Medical research has become an increasingly global endeavor, and investments by other countries, particularly in Asia, are eroding U.S. leadership. In 2004, U.S. medical research and development spending represented 57 percent of the global total. By 2014, the U.S. share had fallen to 44 percent with Asia—led by China, Japan, South Korea, India, and Singapore—rapidly making up ground and increasing investment by 9.4 percent per year. If current trends continue, the U.S. will be overtaken by China as the global leader in medical research and development in the next 10 years. China has already surpassed the U.S. in terms of the size of its science and technology workforce and global share of patents for medical technologies and is closing the gap in published biomedical research articles.

The authors point to the low levels of research funding in the field of health services as an area in particular need of remedy. Health services—which study topics such as access to care, cost, quality of care, and efforts to promote well-being—represent only 0.3 percent of U.S. research expenditures.

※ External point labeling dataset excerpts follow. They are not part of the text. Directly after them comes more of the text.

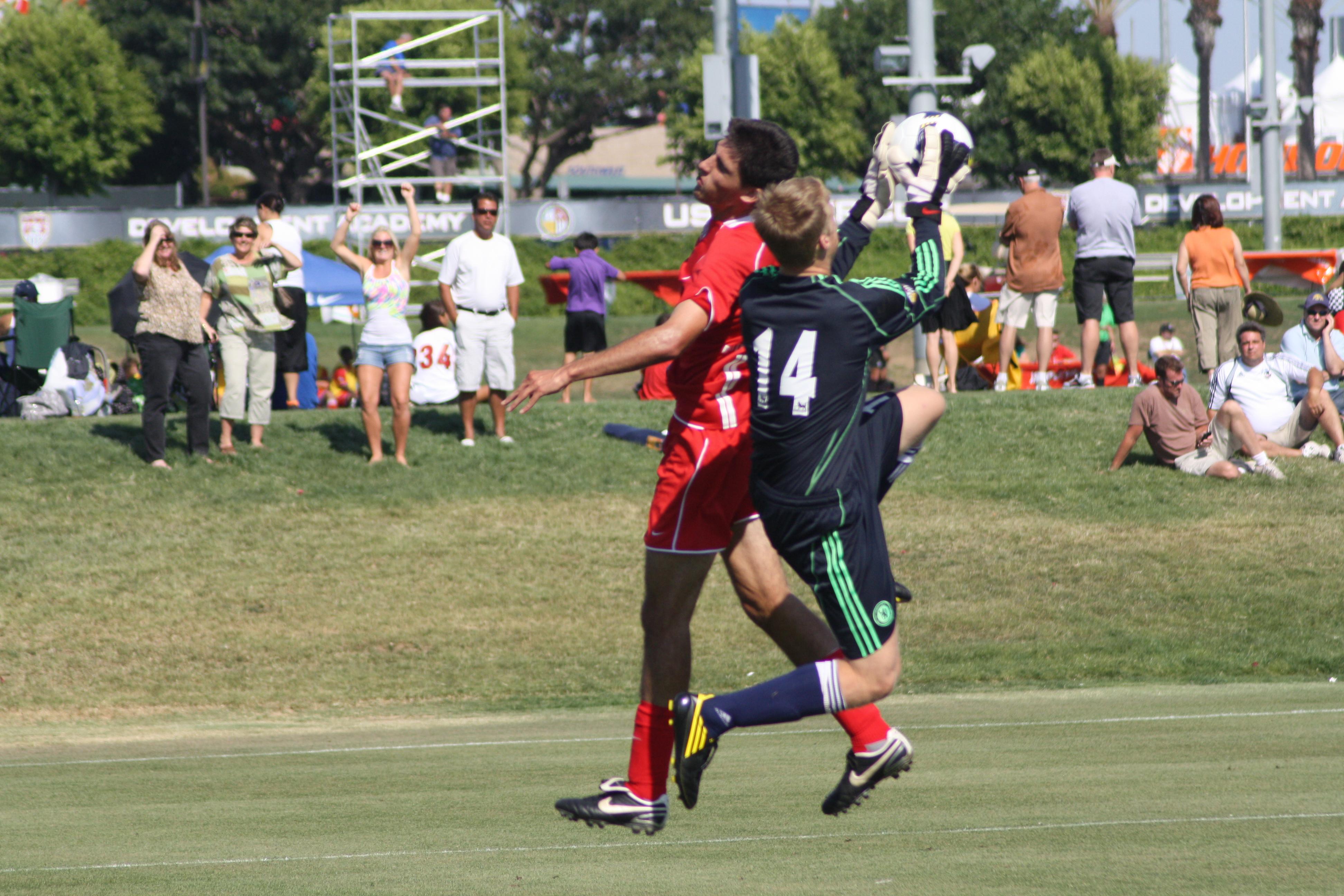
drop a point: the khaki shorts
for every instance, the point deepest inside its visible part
(1292, 433)
(1224, 448)
(1015, 307)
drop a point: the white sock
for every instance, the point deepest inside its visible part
(879, 745)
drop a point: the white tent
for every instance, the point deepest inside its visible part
(1234, 97)
(1328, 113)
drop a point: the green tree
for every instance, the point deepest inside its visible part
(261, 58)
(72, 109)
(608, 64)
(1057, 106)
(802, 89)
(1014, 27)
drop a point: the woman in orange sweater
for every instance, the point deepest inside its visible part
(1213, 273)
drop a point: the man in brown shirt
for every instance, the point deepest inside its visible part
(1179, 430)
(1035, 272)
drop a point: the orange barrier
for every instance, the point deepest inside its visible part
(1291, 268)
(664, 284)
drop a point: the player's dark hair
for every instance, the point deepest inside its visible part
(1166, 365)
(767, 153)
(791, 220)
(272, 200)
(1206, 213)
(1249, 327)
(433, 315)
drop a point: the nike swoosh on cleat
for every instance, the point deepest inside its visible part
(608, 806)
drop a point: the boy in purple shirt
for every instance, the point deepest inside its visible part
(585, 312)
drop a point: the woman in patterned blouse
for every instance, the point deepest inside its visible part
(171, 344)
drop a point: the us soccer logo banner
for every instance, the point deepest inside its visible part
(36, 229)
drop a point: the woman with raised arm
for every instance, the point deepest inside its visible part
(171, 344)
(244, 284)
(386, 342)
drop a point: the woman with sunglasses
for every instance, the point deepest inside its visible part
(386, 342)
(171, 344)
(244, 284)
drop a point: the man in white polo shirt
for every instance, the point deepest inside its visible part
(479, 285)
(1261, 386)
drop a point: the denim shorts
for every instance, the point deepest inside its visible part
(385, 355)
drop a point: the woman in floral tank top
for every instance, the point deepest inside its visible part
(171, 344)
(386, 343)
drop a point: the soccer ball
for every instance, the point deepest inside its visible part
(914, 151)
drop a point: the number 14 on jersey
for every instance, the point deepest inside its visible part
(796, 379)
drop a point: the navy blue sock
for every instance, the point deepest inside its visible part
(812, 690)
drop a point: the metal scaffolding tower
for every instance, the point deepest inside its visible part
(360, 163)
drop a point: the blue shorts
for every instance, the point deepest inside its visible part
(385, 355)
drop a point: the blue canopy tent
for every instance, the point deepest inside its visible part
(326, 281)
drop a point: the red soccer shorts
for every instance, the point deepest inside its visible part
(702, 489)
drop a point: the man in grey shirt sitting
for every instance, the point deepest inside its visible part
(1104, 212)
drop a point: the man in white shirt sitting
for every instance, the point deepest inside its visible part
(1166, 343)
(1316, 343)
(435, 379)
(1261, 388)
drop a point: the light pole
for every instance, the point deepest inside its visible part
(1272, 139)
(199, 69)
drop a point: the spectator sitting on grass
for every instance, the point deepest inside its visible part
(1171, 416)
(435, 381)
(1316, 343)
(1166, 343)
(345, 385)
(585, 309)
(1261, 386)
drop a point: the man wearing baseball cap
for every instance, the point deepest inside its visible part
(1316, 343)
(1105, 212)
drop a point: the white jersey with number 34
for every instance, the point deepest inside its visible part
(435, 381)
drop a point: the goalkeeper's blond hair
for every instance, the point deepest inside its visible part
(791, 218)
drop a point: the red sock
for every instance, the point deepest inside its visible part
(651, 752)
(864, 725)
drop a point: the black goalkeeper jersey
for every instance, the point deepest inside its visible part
(808, 339)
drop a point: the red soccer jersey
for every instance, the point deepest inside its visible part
(710, 379)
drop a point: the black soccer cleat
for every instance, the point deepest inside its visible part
(693, 747)
(865, 770)
(616, 805)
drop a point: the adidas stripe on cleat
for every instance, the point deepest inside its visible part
(693, 747)
(616, 805)
(865, 770)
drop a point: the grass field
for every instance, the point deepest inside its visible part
(292, 672)
(1133, 790)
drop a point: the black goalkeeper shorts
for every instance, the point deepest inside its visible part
(835, 541)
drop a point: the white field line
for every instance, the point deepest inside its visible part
(643, 843)
(745, 734)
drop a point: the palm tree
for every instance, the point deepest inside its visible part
(1105, 14)
(1307, 52)
(1203, 22)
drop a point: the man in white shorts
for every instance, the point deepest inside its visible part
(1261, 388)
(1035, 273)
(479, 285)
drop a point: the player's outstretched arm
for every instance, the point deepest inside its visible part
(651, 347)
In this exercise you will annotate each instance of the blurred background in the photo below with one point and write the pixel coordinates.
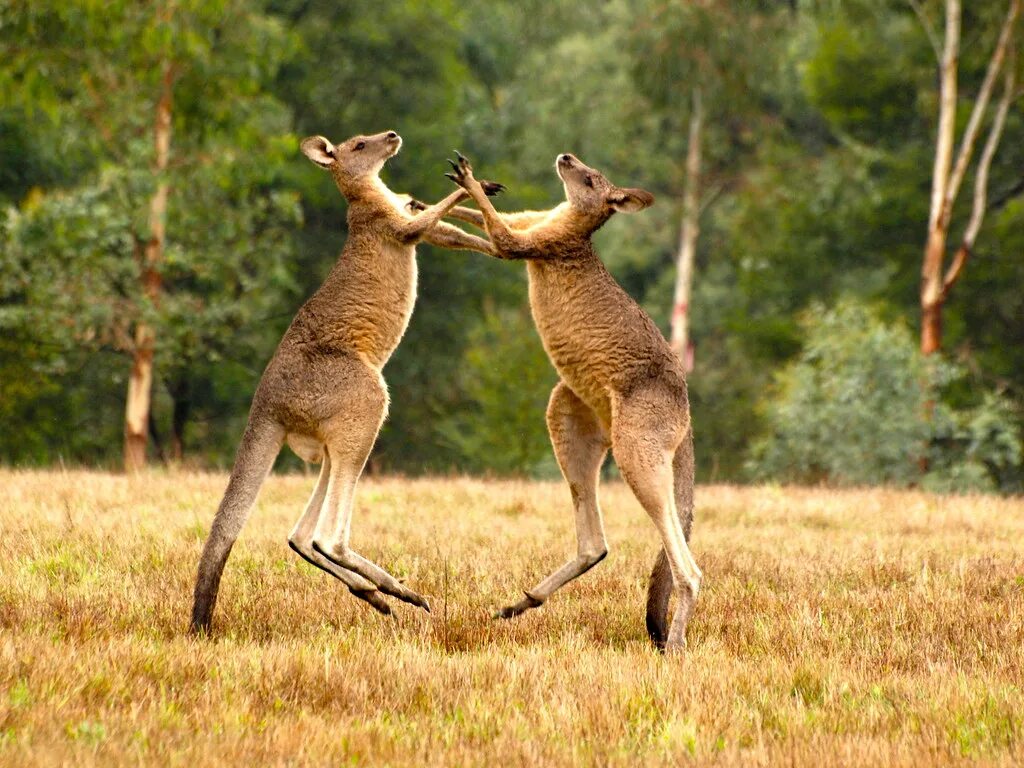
(837, 248)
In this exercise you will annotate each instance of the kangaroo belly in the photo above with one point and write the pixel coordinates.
(307, 449)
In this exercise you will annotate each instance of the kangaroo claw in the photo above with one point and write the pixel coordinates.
(520, 607)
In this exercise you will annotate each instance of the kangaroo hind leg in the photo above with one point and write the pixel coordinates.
(581, 444)
(350, 436)
(301, 541)
(645, 441)
(260, 445)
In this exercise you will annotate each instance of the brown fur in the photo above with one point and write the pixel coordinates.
(622, 384)
(323, 391)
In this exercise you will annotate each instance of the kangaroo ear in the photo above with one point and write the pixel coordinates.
(318, 150)
(630, 200)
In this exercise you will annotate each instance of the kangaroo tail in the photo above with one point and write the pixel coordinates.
(660, 585)
(260, 445)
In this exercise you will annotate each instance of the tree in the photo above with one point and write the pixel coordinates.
(107, 76)
(697, 66)
(947, 176)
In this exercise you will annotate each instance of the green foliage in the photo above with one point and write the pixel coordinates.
(860, 407)
(507, 379)
(850, 410)
(819, 133)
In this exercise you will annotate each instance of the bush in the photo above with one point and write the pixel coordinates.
(853, 409)
(507, 380)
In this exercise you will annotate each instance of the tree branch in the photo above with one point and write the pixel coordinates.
(947, 118)
(981, 180)
(980, 105)
(926, 23)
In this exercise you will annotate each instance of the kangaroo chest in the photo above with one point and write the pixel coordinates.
(383, 302)
(576, 331)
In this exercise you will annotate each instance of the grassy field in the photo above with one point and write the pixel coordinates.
(834, 629)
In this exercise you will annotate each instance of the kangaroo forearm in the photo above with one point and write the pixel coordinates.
(461, 213)
(415, 228)
(517, 220)
(448, 236)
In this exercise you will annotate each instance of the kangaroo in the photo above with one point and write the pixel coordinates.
(323, 392)
(622, 386)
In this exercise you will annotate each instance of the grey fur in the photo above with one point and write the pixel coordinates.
(323, 391)
(623, 387)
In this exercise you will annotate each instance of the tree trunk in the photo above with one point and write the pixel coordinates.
(182, 408)
(935, 280)
(140, 380)
(680, 339)
(938, 219)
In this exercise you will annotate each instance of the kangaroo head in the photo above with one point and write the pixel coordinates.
(355, 161)
(589, 192)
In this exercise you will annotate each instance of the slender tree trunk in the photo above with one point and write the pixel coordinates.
(181, 411)
(138, 401)
(936, 282)
(680, 339)
(938, 219)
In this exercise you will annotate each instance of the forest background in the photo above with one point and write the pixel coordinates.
(837, 247)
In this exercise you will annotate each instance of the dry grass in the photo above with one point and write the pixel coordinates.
(835, 629)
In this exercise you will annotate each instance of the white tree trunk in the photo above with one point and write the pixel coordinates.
(137, 403)
(680, 339)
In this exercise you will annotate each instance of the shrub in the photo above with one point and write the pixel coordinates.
(860, 406)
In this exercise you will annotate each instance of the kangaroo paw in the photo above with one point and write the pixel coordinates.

“The low levels of investment in health services research represent a missed opportunity to improve many aspects of health, especially the burden of chronic illness, aging populations, and the need for more effective ways to deliver care,” says Dorsey.

The trends are reversible, the authors note. However, given the political environment in Washington and the pressures by shareholders on industry for short-term returns, new sources of revenue will need to be identified. They recommend several possible options, including providing tax incentives that will allow medical and pharmaceutical companies to reinvest profits held overseas in research in the U.S., a commitment by insurance companies and the health care sector to invest more money in health services research, and government-backed research bonds and trusts similar to those employed in the United Kingdom, Australia, and Canada.